New Mexico Lawmakers Propose Cap on Damages in Police Accountability Bill

A bill that would strip police officers of immunity from civil rights lawsuits in state court is being rewritten to cap potential damage awards at $2 million, in a concession to critics who warned of dire financial consequences for local governments and taxpayers.

Bill sponsor and state Rep. Georgene Louis of Albuquerque announced the revisions Friday to the bill that would also waive personal liability in lawsuits against police and other government officials for violations of an array of civil rights under the state constitution.

New Mexico, the state with the largest percentage of Latino residents in the nation, routinely ranks first or second among states for per-capita annual killings by police, according to a national database maintained by The Washington Post.

“If we’re going to repair the trust between government actors and the communities they serve, we need to provide avenues for accountability,” Louis said.

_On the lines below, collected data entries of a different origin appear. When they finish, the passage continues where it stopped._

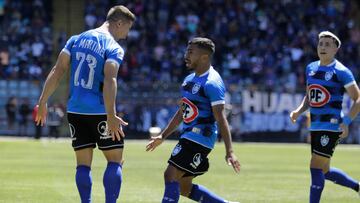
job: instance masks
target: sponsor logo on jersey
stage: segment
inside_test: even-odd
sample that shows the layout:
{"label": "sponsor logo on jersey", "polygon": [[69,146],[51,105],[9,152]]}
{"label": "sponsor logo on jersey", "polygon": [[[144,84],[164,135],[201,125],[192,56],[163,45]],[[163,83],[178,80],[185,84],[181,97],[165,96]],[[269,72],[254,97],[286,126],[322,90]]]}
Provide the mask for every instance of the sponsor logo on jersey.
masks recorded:
{"label": "sponsor logo on jersey", "polygon": [[181,145],[177,144],[171,153],[171,156],[176,156],[181,151]]}
{"label": "sponsor logo on jersey", "polygon": [[190,123],[199,115],[199,110],[195,104],[193,104],[190,100],[183,97],[182,101],[182,112],[183,112],[183,120],[185,123]]}
{"label": "sponsor logo on jersey", "polygon": [[191,90],[191,93],[196,94],[200,90],[200,87],[201,87],[200,83],[195,83],[192,90]]}
{"label": "sponsor logo on jersey", "polygon": [[108,134],[108,126],[106,121],[101,121],[97,126],[98,132],[100,134],[101,140],[106,140],[112,138],[111,135]]}
{"label": "sponsor logo on jersey", "polygon": [[329,143],[329,140],[330,140],[329,136],[323,135],[320,138],[320,143],[323,147],[325,147]]}
{"label": "sponsor logo on jersey", "polygon": [[316,71],[318,70],[318,67],[314,67],[310,70],[309,76],[313,76],[316,74]]}
{"label": "sponsor logo on jersey", "polygon": [[75,137],[75,127],[69,123],[69,128],[70,128],[70,136],[71,136],[71,139],[72,140],[76,140],[76,137]]}
{"label": "sponsor logo on jersey", "polygon": [[308,86],[308,97],[311,107],[322,107],[330,100],[329,91],[318,84],[312,84]]}
{"label": "sponsor logo on jersey", "polygon": [[336,118],[332,118],[332,119],[330,119],[330,123],[338,124],[338,123],[339,123],[339,120],[336,119]]}
{"label": "sponsor logo on jersey", "polygon": [[200,163],[201,163],[201,154],[197,153],[194,155],[193,162],[190,163],[190,166],[196,169],[200,165]]}
{"label": "sponsor logo on jersey", "polygon": [[331,78],[333,77],[333,75],[334,75],[334,72],[332,72],[332,71],[326,72],[326,73],[325,73],[325,80],[326,80],[326,81],[331,80]]}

The proposal builds on recommendations of a civil rights commission, chartered by the Legislature and Gov. Michelle Lujan Grisham in June as protests over police brutality and racial injustice swept the nation and New Mexico’s largest city.

A minority report from four civil rights commission members, including Republican state Sen. Steve Neville, warned the recommended changes would financial punish local government and taxpayers, and enrich civil rights attorneys, without necessarily resolving police misconduct.

At the same time, the conservative nonprofit group Americans for Prosperity Foundation is advocating for the reforms as a sorely needed measure of accountability in the criminal justice system. The group is connected to the primary political organization supported by billionaire Charles Koch, whose organizations have spent hundreds of millions of dollars supporting Republican candidates and conservative policies.

Retired state Supreme Court Chief Justice Richard Bosson led the commission in a majority recommendation to rein in “qualified immunity” for public officials in the name of protecting individual constitutional rights, from free speech to gun rights.

Bosson said Friday that he previously swayed the commission away from punitive damages and that the cap on all damage awards should address lingering financial concerns.

“The two biggest concerns that they had at the time have been addressed,” he said.

Democratic House Speaker Brian Egolf describes financial objections as a distraction to avoid accountability for civil right violations in policing and local government.

“Some of these local governments are talking about costs because they don’t want to talk about the people who had their rights trampled,” said Egolf, a Santa Fe-based attorney. “You have their claims thrown out of court due to a judicially invented doctrine of qualified immunity. It was created in order to suppress civil rights claims that African-Americans had in the 1960s.”